Getting lost in the odoriferous aroma after the light rain shower is no stranger thing to starry-eyed people. But do you ever wonder, what causes this pleasant aromatic fragrance? Certainly, the rain droplets don’t carry this odor themselves. Before hitting the ground, rain is just water, but after intermingling with the soil it emanates a certain earthy smell which feels very refreshing. Now researchers at Massachusetts Institute of Technology (MIT) in Cambridge believe that, they have identified the cause behind this stimulating experience.
It was actually first studied by two Australian researchers in 1964. They described it as the oil emitted from the plants and chemicals from the bacteria, but the actual mechanism behind it wasn’t conversed in the study then. The novel study published in the scientific journal Nature Communications Nature Communications describes it as, when these rain drops hits the porous ground, they seep through pores and trap the air bubbles inside them. Like air bubbles in soda water, these trapped air bubbles move upwards by bursting through the droplets’ surface which then release the microscopic particles in the air, called ‘aerosols’.

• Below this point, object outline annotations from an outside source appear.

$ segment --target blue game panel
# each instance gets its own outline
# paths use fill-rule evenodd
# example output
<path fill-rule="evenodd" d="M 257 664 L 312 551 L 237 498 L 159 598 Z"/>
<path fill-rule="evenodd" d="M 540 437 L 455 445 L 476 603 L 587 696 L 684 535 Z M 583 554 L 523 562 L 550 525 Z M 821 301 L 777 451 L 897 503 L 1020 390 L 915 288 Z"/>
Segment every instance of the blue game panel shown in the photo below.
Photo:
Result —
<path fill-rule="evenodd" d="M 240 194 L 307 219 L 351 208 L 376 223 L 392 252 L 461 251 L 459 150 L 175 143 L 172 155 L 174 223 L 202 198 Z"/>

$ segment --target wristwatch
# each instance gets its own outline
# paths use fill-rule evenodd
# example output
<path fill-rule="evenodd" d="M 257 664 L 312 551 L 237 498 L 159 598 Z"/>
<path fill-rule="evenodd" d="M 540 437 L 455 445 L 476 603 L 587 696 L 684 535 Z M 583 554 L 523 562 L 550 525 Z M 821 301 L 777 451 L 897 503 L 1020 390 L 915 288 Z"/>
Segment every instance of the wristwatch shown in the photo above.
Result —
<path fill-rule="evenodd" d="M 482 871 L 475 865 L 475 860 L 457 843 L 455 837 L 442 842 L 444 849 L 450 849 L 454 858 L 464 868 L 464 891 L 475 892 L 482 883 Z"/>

Aerosol Generation: Bubble Formation, Bubble Growth, and Bubble Bursting. (Image: MIT/YOUNGSOO JOUNG)
Aerosols are colloidal liquid or solid particles suspended in gas. These aerosols are likely to contain after-rain aroma. This fragrance actually is named as “Petrichor”. It originates from a Greek word called ‘petra’, meaning “stone” or “ichor” which refers to a fluid that streams though the Gods’ veins.
The researchers utilized the high performance computational visualization techniques to observe this phenomenon. Here is how the MIT study explains it:
Within a specified range of impact velocities, we observe frenetic bubble generation and ejection of tiny droplets, producing aerosol above the surface. We can predict when the frenetic aerosol generation occurs from the surface properties and impact conditions. This work demonstrates that aerosols can be generated on porous surfaces including soil when impinged by a liquid droplet.
The study uses the word ‘frenetic’ because depending upon the droplets’ speed and properties of soil hundreds of droplets can be dispersed in a few milliseconds. One interesting thing that, all rainfall intensities and surfaces aren’t adaptable to produce aerosols, especially heavy rainfall and rain seeped in sand. One factor that can be considered as a possibility affecting the aerosols’ generation in heavy rainfall might be the collision of successive rain droplets with aerosols like bullets.
Co-author of MIT press release study states that, “Until now, people didn’t know that, aerosols could be generated from raindrops on soil, this finding should be a good reference for future work, illuminating microbes and chemicals existing inside soil and other natural materials, and how they can be delivered in the environment, and possibly to humans”.
The researchers further states that, more work is required to investigate the causes and effects of these aerosols, as they not only seem to produce aromatic elements but also viruses and bacteria present in the soil which cause certain disease like ‘valley fever’, a major concern in Southwest US. The future work will be based on the study of expansion of soil contaminants.